Can’t blame players for T20
Before the great Barbadian advised some members of Mumbai’s under-19 team while on the dinner table, Sobers put the Twenty20 monster in perspective on stage: “It is very difficult to criticise players who want to play the IPL (Indian Premier League) because most of them come from humble backgrounds. If they can get the opportunity to be better off, you can’t blame them. Players are retiring before their time because they want to play Twenty20 and I cannot blame them. But I believe there will come a time when a lot of players will recognise that Test cricket is the No 1 form of the game. Twenty20 is entertainment and that is all it is... entertainment!”
Never craved for records
Sobers ended his Test career in 1973-74 as the highest run-getter with 8032 runs. His unbeaten 365 against Pakistan in 1958 was the top individual score until fellow West Indian Brian Lara surpassed that magic figure at Antigua against England in 1994. He was emphatic in his reiteration that he never played for records: “Records to me, is not the way to go. When people set their stalls on breaking or setting records, to me, that is not part of the game. That is just trying to make yourself and forget your team.
“Throughout my career be it for West Indies, Barbados, Police, Nottinghamshire, South Australia... you will notice I always performed when the team was down – and not when it was up.”
Garfield Sobers during an event at Taj hotel, in Mumbai at Colaba. Pic/ Bipin Kokate
Golf, the greatest sport
Sobers surprised his audience when he rated golf as the No 1 sport. He was coaxed by teammate Sonny Ramadhin to try out golf when the historic 1960-61 tour of Australia was heading towards completion at Canberra. Here is his golf story:
“Sonny always used to ask me, ‘why don’t you come and play golf’ and I used to say, ‘that stupid game? You hit the ball and you lose it; you find it and hit it again’. Sonny persisted and on the last day of the tour in Canberra, he said to me, ‘I got you now because you are not playing’. I agreed and went along. I swung at this little ball and you wouldn’t believe it... I missed it. I said to myself, ‘you hit all these moving balls, but couldn’t hit a still ball?’ I tried again and missed. I had played all kinds of sports and I had never felt so belittled. Wes Hall came up and said, ‘give it to me, I will show you how to hit it’. Wes stood up and took about 10 pounds of turf off the ground and the ball was still there. (laughs).

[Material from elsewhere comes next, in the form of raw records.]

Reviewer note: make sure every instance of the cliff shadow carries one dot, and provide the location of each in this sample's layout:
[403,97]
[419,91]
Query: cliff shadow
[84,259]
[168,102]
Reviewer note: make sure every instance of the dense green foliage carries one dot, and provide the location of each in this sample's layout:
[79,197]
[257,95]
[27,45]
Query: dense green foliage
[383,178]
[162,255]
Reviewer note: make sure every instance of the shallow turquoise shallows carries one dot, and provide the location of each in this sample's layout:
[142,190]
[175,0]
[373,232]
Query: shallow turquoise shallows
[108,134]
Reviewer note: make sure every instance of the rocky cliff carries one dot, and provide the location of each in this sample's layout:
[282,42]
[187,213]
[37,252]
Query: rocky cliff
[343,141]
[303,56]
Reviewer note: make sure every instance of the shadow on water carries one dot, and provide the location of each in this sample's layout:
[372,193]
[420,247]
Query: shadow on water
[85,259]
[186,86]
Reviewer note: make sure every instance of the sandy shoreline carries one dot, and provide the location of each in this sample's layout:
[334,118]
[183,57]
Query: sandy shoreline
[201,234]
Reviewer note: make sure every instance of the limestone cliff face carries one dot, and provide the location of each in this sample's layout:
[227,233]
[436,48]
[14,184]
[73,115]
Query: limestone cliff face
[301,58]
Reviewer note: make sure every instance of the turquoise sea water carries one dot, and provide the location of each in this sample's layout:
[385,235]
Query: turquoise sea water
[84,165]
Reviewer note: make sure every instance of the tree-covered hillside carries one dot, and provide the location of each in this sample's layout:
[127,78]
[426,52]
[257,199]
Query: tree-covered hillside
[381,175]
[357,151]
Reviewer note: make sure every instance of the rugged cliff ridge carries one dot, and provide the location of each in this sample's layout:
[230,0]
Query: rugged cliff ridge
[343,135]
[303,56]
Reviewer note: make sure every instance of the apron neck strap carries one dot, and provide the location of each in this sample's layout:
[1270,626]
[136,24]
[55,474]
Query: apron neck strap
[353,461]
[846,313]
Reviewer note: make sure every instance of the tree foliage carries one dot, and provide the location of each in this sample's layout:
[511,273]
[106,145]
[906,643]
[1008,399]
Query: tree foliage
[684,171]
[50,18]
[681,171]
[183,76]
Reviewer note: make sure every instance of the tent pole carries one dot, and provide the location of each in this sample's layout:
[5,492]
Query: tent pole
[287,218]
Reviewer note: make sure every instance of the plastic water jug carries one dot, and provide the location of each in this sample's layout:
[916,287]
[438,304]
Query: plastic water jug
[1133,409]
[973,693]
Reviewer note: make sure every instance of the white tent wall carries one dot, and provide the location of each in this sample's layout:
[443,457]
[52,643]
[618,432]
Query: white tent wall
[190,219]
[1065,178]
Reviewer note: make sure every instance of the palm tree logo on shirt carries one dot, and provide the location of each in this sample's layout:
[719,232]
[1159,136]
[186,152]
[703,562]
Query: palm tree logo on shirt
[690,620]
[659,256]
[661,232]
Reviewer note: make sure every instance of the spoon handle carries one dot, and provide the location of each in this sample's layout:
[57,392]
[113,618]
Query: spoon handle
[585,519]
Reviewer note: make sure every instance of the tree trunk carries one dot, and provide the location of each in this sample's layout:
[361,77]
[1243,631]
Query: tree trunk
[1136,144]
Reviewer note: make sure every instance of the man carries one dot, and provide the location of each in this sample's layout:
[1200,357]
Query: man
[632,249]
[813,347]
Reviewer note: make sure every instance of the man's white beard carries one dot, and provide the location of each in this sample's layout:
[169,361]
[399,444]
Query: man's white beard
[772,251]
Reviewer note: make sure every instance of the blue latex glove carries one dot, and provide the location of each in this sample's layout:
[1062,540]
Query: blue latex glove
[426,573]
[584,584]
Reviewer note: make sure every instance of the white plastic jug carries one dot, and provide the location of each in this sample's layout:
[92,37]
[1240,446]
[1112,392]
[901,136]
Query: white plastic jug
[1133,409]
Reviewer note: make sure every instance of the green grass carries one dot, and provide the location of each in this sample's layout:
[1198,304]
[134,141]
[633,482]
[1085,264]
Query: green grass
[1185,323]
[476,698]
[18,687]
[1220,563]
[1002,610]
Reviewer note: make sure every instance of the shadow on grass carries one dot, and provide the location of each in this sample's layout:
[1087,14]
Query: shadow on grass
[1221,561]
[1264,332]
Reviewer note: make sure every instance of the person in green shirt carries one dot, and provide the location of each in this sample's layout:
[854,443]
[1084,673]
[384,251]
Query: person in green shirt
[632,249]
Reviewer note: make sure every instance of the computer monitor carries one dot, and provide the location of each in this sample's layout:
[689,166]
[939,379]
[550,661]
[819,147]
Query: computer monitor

“I started to play golf and found it a beautiful game. To me, it’s the best sport I have ever played. I have represented my country (Barbados) in table tennis, basketball, soccer, cricket and dominoes but I don’t think there is any sport better than golf. It is the only sport in the world that you can play by yourself. I just love it and I am sure a lot of people will agree with me. It brings out the character in you. When I’m home I play golf six days a week. It keeps me fit.”